Une très bonne qualité…

« Le déficit hydrique et l’excès thermique ont été les facteurs de stress les plus pénalisants en 2017, explique Jean-Paul Bordes, d’Arvalis. Néanmoins, le reliquat élevé à la sortie d’hiver, la faible pression maladie et le fort rayonnement ont eu un effet favorable sur le remplissage des grains. » Seules les régions ayant connu un coup de chaleur couplé à un stress hydrique ont connu des inquiétudes, entre autres, en fin de remplissage des grains.

Ainsi, les résultats de l’enquête réalisée auprès des collecteurs confirment la qualité exceptionnelle de la récolte (voir les résultats détaillés). Avec 65 % du blé tendre ayant une teneur en protéines supérieure à 12 %, le couple rendement-protéines est l’un des plus élevé de ses dernières années, note Arvalis. Non seulement le taux de protéines est élevé, mais la qualité des protéines est très bonne comme en atteste la note totale de panification (en moyenne à 268).

« La bonne qualité est aussi due, en partie, à des changements de pratiques des agriculteurs, précise Jean-Paul Bordes. Au-delà du choix variétal, ces derniers sont de plus en plus nombreux à utiliser des outils de pilotage, notamment pour mieux gérer la fertilisation azotée. »

… qu’il sera compliqué de valoriser à l’exportation

Malgré une bonne récolte française en termes de quantité et de qualité, FranceAgriMer semble moins optimiste quant aux perspectives d’exportation. Ainsi, l’organisme table sur des exportations de blé tendre vers les pays tiers à 10,2 Mt, « sous réserve d’une amélioration de la compétitivité française ».

« Ce chiffre de 10,2 Mt peut paraître faible au regard de l’historique (hors 2016) et de la disponibilité, mais la donne sur le marché mondial va rendre difficile la valorisation de la récolte française », explique Olivia Le Lamer, adjointe en chef de l’unité des grains et du sucre. En effet, la compétitivité française est mise à mal, affaiblie par la hausse de la parité euro-dollar, dans un marché où le niveau de référence du taux de protéines se situe plutôt à 12,5 qu’à 11,5. Selon Olivia Le Lamer, « il y aura certainement beaucoup de frustrations à ne pas pouvoir valoriser à sa juste valeur, la qualité de la récolte de 2017 ».

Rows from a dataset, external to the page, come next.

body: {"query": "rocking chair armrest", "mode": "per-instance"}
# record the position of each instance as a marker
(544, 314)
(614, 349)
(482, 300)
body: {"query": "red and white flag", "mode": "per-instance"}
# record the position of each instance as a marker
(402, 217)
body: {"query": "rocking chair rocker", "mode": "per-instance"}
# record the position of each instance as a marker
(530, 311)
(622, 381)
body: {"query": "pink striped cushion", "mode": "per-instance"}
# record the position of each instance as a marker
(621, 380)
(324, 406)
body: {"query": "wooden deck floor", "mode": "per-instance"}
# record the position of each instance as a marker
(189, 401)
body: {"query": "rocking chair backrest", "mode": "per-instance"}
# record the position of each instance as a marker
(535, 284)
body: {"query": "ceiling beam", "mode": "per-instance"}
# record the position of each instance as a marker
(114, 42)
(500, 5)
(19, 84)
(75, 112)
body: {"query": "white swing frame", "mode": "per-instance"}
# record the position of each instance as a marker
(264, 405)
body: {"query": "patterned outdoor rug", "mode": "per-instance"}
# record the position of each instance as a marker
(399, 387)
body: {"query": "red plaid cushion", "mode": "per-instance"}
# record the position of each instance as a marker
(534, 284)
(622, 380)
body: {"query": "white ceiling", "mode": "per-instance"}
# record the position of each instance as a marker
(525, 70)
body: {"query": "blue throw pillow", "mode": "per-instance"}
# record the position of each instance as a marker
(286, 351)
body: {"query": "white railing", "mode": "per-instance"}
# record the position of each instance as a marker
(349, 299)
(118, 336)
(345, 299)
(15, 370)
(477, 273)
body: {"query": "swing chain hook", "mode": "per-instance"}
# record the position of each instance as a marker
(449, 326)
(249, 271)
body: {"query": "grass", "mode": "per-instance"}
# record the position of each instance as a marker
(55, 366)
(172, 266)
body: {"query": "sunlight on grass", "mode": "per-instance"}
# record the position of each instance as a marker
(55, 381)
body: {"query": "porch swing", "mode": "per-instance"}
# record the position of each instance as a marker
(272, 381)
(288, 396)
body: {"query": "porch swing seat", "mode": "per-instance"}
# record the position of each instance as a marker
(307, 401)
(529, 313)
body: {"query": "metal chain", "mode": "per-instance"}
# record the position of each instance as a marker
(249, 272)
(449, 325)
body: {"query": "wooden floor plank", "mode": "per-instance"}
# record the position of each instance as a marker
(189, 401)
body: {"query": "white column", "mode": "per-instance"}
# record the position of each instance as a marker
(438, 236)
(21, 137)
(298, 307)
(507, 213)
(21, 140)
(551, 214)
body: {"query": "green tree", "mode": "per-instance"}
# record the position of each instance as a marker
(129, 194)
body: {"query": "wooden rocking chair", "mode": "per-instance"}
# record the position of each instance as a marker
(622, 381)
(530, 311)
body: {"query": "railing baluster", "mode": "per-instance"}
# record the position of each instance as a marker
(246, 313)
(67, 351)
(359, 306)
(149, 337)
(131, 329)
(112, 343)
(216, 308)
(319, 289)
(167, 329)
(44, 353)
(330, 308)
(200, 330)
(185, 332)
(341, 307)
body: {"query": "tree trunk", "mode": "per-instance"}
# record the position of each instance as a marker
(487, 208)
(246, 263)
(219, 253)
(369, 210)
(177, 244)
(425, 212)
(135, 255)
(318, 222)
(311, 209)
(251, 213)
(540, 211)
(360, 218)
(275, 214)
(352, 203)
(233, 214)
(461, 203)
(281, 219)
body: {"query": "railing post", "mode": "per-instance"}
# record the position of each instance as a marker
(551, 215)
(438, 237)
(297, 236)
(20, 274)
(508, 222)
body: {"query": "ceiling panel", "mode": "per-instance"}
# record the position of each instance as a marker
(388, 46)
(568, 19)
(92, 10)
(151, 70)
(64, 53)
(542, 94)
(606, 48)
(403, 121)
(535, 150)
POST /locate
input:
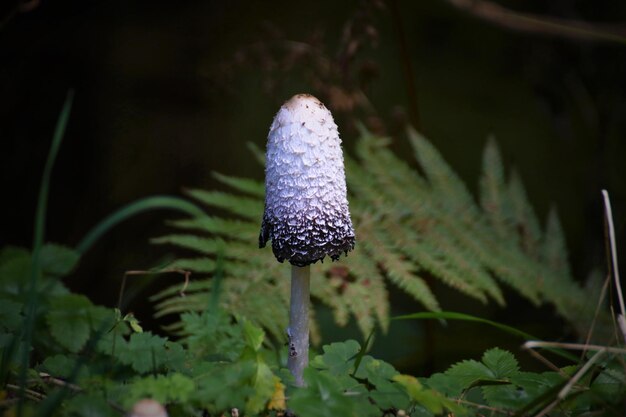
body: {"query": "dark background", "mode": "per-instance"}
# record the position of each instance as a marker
(167, 92)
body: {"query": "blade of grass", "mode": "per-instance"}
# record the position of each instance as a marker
(157, 202)
(452, 315)
(38, 238)
(612, 261)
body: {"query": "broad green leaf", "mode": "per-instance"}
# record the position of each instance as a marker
(502, 363)
(57, 260)
(469, 372)
(338, 358)
(60, 366)
(69, 321)
(144, 352)
(223, 386)
(322, 397)
(10, 315)
(253, 335)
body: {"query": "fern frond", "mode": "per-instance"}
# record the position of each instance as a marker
(244, 207)
(524, 217)
(235, 229)
(244, 185)
(444, 181)
(554, 252)
(408, 227)
(494, 196)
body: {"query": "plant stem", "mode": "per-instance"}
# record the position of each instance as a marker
(298, 330)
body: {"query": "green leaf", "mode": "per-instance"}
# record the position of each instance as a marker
(505, 396)
(88, 405)
(431, 400)
(69, 321)
(502, 363)
(58, 260)
(469, 372)
(253, 335)
(223, 386)
(165, 389)
(60, 366)
(209, 335)
(10, 315)
(14, 269)
(338, 358)
(144, 352)
(322, 397)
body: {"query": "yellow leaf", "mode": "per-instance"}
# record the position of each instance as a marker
(277, 402)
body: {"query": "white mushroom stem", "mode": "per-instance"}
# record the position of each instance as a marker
(298, 330)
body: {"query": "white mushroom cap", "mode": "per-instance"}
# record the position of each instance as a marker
(306, 210)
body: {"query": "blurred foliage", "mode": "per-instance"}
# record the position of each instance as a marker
(410, 228)
(89, 360)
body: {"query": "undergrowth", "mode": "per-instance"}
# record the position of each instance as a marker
(61, 355)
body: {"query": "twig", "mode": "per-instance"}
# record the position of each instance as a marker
(613, 267)
(34, 395)
(186, 274)
(531, 344)
(570, 384)
(59, 382)
(605, 287)
(532, 23)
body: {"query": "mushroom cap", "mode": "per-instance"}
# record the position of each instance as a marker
(306, 209)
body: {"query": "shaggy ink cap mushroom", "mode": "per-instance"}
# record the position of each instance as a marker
(306, 209)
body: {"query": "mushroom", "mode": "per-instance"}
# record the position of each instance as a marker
(306, 209)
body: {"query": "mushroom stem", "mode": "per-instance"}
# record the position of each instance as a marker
(298, 330)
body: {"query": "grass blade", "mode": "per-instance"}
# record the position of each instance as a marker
(146, 204)
(38, 238)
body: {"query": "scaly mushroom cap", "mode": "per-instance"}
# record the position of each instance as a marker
(306, 210)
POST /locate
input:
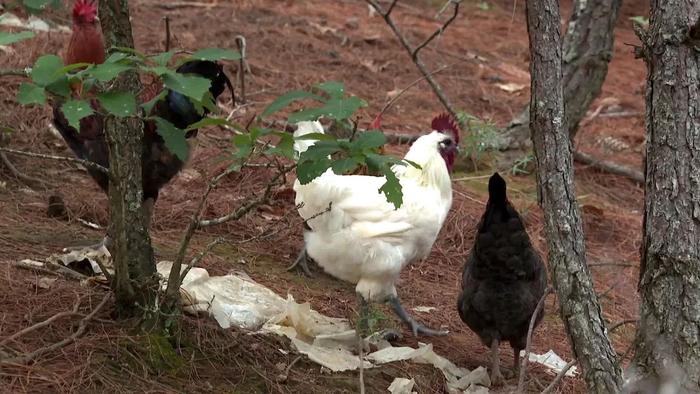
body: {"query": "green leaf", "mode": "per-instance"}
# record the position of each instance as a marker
(46, 70)
(121, 104)
(310, 170)
(190, 86)
(11, 38)
(60, 87)
(369, 140)
(392, 188)
(74, 110)
(288, 98)
(162, 59)
(285, 146)
(343, 108)
(106, 72)
(174, 138)
(216, 54)
(344, 166)
(305, 114)
(31, 94)
(334, 89)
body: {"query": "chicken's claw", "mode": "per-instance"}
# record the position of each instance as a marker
(416, 327)
(302, 261)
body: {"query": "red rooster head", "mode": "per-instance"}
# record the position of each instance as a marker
(445, 124)
(85, 12)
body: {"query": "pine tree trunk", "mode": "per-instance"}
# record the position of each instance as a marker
(668, 336)
(579, 307)
(588, 48)
(135, 282)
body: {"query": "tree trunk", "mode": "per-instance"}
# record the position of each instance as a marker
(588, 48)
(579, 306)
(668, 336)
(135, 282)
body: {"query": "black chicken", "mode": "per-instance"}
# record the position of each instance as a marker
(503, 280)
(159, 165)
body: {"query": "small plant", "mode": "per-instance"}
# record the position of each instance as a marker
(342, 155)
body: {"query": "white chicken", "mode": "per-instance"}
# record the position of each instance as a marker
(363, 238)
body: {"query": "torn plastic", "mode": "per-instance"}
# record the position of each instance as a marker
(552, 361)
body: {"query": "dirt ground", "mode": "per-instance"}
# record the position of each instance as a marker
(293, 44)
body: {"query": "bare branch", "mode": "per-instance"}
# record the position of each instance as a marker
(44, 323)
(416, 59)
(524, 361)
(414, 54)
(559, 377)
(85, 163)
(610, 167)
(82, 327)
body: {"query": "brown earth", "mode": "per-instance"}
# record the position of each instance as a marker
(291, 45)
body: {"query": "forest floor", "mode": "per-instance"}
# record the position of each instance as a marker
(290, 45)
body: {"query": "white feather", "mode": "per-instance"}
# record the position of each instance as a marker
(363, 239)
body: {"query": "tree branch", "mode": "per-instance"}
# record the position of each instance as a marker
(414, 52)
(85, 163)
(610, 167)
(82, 327)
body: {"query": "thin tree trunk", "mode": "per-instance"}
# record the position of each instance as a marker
(588, 48)
(668, 336)
(579, 305)
(135, 282)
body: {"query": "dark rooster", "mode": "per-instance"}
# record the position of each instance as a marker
(159, 164)
(503, 280)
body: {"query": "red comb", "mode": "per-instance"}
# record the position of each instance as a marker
(376, 123)
(445, 122)
(84, 9)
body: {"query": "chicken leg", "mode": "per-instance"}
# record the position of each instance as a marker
(416, 327)
(496, 376)
(302, 262)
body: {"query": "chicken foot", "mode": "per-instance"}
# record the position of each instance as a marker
(302, 262)
(496, 376)
(416, 327)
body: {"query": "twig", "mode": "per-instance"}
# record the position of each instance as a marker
(49, 268)
(559, 377)
(523, 363)
(238, 213)
(207, 249)
(610, 167)
(167, 33)
(620, 324)
(412, 84)
(82, 327)
(44, 323)
(85, 163)
(13, 73)
(415, 52)
(439, 31)
(19, 175)
(243, 68)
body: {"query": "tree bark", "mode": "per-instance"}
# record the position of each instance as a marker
(135, 282)
(579, 305)
(588, 48)
(668, 336)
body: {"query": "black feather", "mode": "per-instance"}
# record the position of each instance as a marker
(504, 276)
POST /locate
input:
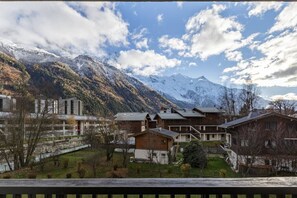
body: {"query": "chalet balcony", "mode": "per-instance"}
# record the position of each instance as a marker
(277, 187)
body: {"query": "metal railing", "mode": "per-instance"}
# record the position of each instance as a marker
(172, 187)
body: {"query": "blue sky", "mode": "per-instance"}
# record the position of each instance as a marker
(225, 42)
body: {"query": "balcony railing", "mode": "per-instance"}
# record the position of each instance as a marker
(277, 187)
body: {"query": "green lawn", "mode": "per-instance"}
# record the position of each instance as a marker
(85, 159)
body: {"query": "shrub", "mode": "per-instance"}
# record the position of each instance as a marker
(185, 168)
(223, 172)
(78, 166)
(194, 155)
(68, 175)
(7, 176)
(115, 167)
(32, 175)
(82, 172)
(66, 163)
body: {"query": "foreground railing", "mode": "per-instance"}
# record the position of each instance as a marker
(186, 188)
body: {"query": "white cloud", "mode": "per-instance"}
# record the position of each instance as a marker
(224, 78)
(192, 64)
(172, 43)
(142, 32)
(142, 44)
(288, 96)
(211, 34)
(160, 18)
(233, 55)
(276, 67)
(259, 8)
(286, 19)
(144, 62)
(179, 4)
(55, 26)
(139, 39)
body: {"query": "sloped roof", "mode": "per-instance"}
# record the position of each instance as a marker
(160, 131)
(152, 116)
(131, 116)
(189, 113)
(170, 116)
(208, 109)
(252, 116)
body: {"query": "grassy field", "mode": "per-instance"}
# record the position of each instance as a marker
(95, 166)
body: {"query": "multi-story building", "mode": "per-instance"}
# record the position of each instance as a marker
(67, 114)
(263, 142)
(197, 123)
(133, 122)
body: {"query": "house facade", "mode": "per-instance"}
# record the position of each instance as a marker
(67, 119)
(133, 122)
(263, 142)
(209, 125)
(155, 145)
(197, 123)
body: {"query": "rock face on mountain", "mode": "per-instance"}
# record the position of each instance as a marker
(104, 89)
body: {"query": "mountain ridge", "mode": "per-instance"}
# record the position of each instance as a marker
(104, 89)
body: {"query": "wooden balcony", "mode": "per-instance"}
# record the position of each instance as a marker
(277, 187)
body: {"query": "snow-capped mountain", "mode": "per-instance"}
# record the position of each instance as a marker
(189, 92)
(104, 89)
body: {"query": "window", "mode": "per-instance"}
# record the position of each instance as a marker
(273, 162)
(270, 144)
(71, 107)
(271, 125)
(267, 162)
(79, 108)
(294, 164)
(1, 104)
(65, 107)
(244, 143)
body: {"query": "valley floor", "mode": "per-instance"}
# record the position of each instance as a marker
(94, 165)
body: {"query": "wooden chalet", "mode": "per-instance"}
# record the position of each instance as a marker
(154, 145)
(133, 122)
(263, 141)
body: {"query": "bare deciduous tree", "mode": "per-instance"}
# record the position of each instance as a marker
(24, 129)
(250, 144)
(285, 107)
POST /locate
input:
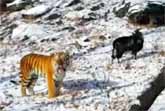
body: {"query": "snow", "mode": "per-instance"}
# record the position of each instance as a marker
(38, 10)
(92, 82)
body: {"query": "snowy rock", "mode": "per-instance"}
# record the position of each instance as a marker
(35, 11)
(2, 5)
(149, 13)
(18, 5)
(74, 2)
(122, 10)
(33, 31)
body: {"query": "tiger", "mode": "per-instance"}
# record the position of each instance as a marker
(52, 67)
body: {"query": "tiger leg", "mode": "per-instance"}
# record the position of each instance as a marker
(24, 84)
(58, 84)
(51, 86)
(23, 89)
(33, 80)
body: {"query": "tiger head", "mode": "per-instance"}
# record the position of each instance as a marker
(62, 59)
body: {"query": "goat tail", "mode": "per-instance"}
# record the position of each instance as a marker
(15, 82)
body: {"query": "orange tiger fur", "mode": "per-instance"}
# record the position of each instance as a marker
(34, 64)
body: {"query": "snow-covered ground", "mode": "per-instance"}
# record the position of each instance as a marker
(92, 82)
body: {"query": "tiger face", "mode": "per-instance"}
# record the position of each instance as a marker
(53, 67)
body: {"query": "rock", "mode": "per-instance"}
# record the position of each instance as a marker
(74, 2)
(53, 16)
(79, 8)
(35, 12)
(91, 16)
(151, 14)
(122, 10)
(9, 1)
(3, 6)
(32, 31)
(70, 28)
(97, 7)
(19, 5)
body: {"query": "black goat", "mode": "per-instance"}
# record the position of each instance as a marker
(133, 43)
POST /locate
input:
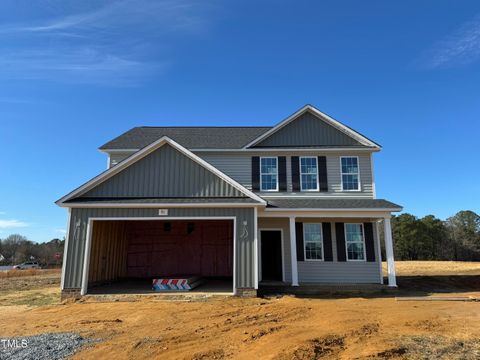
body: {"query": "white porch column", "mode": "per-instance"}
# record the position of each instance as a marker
(392, 281)
(293, 251)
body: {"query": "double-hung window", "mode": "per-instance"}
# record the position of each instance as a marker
(308, 173)
(355, 242)
(313, 241)
(350, 173)
(269, 174)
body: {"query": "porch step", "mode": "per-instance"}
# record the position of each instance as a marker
(183, 283)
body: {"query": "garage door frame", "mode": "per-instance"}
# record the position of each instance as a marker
(86, 259)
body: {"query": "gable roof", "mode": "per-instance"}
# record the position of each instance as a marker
(360, 139)
(101, 178)
(190, 137)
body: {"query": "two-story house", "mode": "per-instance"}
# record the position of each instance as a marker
(292, 204)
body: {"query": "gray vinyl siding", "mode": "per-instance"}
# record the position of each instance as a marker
(244, 251)
(239, 167)
(115, 158)
(308, 130)
(164, 173)
(283, 224)
(337, 272)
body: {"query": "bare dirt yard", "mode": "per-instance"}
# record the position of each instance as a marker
(362, 326)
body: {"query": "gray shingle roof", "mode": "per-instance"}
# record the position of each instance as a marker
(332, 204)
(189, 137)
(143, 200)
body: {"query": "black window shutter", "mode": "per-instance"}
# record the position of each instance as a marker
(322, 173)
(282, 173)
(327, 242)
(369, 241)
(295, 174)
(299, 236)
(255, 173)
(340, 233)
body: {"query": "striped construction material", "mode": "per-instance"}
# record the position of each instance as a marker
(176, 284)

En cause, des productions records et de qualité dans la zone de la mer Noire, notamment en Russie (81 Mt de blé, selon le dernier rapport de l’USDA). « D’après les opérateurs, malgré la pression au dégagement, la logistique russe devrait permettre d’absorber les volumes. On s’attend donc à un flux continu pendant les prochains mois, les exportations russes de blé étant attendues aux alentours de 30 Mt », rapporte Olivia Le Lamer.

Pour le moment, la campagne de commercialisation française démarre sur la même lignée que celle de l’an passé. Sur les 35,4 Mt de blé tendre collectées (bilan hors ferme), un volume de 1,35 Mt a été exporté au 11 août : 993 000 t vers l’Algérie, 95 000 t vers Cuba et 58 000 t vers l’Égypte.

Enfin, au niveau des exportations européennes, FranceAgriMer table sur 7,9 Mt de blé tendre à destination de l’UE, un chiffre qui évoluera en fonction des prix des différentes matières premières choisies par les industriels de fabrication d’alimentation du bétail, et de la compétitivité française dans le choix des origines.